Jean Gebser believed that the next leap in human consciousness would bring about a new relationship with time. Currently, we experience time spatially. We create mental maps in relation to time, dividing it into segments of past, present, and future. For us, time is an empty palate upon which our lives play out. This is one reason that our relationship with time is so conflicted. We never seem to have enough time, on the one hand. On the other hand, we have too much time on our hands and look for ways to kill it. Gebser invited us to pay attention to our language and what it reveals to us about our psyches.
The mental-rational structure of consciousness which has dominated human history for hundreds of years is now revealing its inadequacies for our present moment in time. We sense deep within that something in us is lacking. We sense that something new needs to be born. Maybe a new relationship with and understanding of time is part of the something new which is emerging.

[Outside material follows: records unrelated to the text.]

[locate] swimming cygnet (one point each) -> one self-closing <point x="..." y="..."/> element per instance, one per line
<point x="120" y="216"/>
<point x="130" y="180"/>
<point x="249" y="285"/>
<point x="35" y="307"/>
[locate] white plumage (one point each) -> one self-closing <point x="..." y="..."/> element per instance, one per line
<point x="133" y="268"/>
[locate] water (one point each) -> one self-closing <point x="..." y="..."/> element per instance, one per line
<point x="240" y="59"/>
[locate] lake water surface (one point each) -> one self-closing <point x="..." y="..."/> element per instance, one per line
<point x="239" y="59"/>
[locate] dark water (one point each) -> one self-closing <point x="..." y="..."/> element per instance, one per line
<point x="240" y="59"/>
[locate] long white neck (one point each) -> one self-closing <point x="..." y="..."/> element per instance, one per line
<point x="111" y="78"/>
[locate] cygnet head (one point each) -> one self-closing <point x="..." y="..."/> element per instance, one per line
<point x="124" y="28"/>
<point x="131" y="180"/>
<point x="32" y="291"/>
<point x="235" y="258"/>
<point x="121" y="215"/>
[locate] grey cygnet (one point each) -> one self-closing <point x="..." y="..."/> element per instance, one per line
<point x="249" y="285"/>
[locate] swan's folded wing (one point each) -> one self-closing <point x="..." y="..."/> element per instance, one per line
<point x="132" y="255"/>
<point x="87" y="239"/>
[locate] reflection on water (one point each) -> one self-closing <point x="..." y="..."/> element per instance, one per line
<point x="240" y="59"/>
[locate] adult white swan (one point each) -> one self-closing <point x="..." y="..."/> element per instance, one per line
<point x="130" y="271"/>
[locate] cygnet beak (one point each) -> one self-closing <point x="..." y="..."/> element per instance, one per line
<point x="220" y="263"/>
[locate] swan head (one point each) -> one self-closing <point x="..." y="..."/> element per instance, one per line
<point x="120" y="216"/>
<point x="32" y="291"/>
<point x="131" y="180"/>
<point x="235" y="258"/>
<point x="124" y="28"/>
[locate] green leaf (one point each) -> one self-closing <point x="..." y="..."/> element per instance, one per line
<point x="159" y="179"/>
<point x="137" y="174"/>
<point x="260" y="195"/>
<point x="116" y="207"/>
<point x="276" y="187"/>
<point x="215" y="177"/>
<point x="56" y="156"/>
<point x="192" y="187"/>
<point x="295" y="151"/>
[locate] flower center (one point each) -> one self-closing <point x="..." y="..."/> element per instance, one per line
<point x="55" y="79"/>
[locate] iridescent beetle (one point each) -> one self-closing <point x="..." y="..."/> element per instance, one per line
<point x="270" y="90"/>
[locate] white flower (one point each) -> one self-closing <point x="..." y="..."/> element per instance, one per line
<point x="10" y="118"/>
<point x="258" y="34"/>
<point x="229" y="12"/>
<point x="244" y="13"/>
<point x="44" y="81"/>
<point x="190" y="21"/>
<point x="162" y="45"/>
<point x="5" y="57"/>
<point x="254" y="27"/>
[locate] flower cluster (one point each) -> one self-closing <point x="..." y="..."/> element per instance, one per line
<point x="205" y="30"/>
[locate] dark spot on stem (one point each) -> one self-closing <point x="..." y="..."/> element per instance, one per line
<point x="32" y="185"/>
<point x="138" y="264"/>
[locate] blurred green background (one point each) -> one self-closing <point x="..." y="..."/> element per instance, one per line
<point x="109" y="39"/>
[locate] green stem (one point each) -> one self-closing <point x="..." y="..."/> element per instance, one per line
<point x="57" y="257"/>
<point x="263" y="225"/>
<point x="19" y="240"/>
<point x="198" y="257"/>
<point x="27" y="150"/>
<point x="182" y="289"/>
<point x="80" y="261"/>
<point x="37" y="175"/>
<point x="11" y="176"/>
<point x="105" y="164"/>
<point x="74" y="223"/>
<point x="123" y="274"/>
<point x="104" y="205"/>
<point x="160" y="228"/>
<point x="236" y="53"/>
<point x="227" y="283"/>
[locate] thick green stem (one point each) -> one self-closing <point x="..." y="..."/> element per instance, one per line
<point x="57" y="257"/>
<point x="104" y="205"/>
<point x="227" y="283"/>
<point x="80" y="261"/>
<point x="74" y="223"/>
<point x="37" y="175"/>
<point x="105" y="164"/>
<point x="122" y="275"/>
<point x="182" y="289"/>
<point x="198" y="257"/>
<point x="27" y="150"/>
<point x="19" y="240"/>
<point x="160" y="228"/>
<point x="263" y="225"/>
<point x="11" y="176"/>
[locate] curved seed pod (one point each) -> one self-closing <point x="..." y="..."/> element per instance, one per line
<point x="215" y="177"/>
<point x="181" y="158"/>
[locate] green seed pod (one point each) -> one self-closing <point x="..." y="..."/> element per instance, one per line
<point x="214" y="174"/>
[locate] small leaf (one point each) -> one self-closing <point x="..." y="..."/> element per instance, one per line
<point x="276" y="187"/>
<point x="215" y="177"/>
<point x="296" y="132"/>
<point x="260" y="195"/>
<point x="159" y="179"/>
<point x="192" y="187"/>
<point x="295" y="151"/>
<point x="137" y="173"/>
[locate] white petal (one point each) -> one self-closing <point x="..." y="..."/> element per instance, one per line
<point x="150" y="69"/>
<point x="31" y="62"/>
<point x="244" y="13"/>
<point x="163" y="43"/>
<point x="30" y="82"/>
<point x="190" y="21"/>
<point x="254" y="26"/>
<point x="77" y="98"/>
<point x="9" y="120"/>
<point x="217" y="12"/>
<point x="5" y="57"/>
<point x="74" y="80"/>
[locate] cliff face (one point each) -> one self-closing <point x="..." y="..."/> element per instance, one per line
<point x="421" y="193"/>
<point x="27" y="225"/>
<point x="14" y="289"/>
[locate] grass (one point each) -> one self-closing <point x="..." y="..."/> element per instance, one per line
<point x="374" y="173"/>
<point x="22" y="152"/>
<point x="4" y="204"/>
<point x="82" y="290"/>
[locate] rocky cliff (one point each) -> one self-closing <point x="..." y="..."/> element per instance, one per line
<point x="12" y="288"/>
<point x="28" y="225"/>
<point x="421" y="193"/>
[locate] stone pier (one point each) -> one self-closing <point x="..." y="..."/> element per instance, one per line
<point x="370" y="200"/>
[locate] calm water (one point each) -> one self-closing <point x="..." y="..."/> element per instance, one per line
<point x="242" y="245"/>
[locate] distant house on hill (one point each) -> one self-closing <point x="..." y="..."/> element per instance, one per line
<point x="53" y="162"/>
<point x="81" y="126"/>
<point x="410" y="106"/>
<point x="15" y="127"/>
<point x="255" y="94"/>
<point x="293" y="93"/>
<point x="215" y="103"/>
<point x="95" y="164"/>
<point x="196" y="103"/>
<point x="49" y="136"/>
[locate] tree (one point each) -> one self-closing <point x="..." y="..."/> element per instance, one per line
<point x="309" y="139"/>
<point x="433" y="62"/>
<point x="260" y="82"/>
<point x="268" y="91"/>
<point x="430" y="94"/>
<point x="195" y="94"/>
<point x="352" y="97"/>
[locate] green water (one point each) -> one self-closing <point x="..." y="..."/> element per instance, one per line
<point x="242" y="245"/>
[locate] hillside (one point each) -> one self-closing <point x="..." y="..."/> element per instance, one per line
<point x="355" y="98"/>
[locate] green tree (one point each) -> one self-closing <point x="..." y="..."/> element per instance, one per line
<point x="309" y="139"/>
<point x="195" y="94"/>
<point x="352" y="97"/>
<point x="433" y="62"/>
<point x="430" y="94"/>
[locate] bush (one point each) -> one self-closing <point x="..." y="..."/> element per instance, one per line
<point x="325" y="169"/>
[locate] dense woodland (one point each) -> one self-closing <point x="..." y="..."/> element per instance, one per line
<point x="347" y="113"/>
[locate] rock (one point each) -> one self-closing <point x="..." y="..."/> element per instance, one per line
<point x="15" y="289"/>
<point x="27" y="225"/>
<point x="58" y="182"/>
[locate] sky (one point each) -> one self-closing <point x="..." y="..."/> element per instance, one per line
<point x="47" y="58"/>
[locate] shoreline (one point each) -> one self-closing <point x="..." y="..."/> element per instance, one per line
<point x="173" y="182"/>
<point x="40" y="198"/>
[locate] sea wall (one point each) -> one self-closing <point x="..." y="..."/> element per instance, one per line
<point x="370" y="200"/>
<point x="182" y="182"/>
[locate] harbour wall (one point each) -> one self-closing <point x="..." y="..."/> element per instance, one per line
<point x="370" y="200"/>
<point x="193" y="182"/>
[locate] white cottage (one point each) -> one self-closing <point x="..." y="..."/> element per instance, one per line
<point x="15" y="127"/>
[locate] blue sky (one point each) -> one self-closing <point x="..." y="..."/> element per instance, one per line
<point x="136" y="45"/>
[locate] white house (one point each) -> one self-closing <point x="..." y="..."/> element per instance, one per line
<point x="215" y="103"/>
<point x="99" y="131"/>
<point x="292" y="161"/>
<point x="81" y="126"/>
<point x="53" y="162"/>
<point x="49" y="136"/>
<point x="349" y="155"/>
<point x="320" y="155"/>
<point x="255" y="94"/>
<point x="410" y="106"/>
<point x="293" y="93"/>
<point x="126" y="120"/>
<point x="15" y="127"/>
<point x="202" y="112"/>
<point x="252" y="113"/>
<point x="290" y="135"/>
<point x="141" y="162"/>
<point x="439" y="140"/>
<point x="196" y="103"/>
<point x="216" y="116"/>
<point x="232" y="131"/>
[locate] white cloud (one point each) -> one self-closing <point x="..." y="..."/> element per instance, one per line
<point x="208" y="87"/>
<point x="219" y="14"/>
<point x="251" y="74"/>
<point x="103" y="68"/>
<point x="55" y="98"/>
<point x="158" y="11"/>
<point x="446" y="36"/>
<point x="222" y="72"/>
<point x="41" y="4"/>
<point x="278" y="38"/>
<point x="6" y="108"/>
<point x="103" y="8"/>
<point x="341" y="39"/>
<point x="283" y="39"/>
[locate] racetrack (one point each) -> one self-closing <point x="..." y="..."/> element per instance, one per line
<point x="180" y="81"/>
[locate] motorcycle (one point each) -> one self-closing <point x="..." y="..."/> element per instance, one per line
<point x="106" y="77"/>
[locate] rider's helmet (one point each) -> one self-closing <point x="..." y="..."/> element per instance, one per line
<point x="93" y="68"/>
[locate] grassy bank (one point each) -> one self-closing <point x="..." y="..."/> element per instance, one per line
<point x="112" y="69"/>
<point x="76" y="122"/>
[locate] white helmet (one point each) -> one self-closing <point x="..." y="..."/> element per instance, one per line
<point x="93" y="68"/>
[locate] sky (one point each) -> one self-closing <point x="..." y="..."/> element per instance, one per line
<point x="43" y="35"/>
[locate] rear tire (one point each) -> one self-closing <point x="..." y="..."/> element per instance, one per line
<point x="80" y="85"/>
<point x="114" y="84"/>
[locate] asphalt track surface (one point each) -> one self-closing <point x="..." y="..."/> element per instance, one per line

Gebser invited us to begin thinking of time more as a quality than as a quantity. Contemplatives of all backgrounds and all times have sensed this truth. In the silence and emptiness of contemplative practice, something is encountered—something more profound and holy than our minds can contain or begin to understand. Gebser called this something, Origin, which he claimed is ever present. Our minds are great for many things, but subtle and non-mental perception is not one of those. Gebser believed that the next leap in consciousness would integrate our mental and spiritual abilities. I believe that this great evolution is at play among us.
Last night, I witnessed our new Presbytery taking strides toward something new—perhaps. In 2022, certainly our church is moving toward something new. My conviction is that this something new is not to be feared or lamented. If we can learn to embrace it with trust, it will yield surprising results. I believe this. I sense it. I trust that God is with us. See you in Church!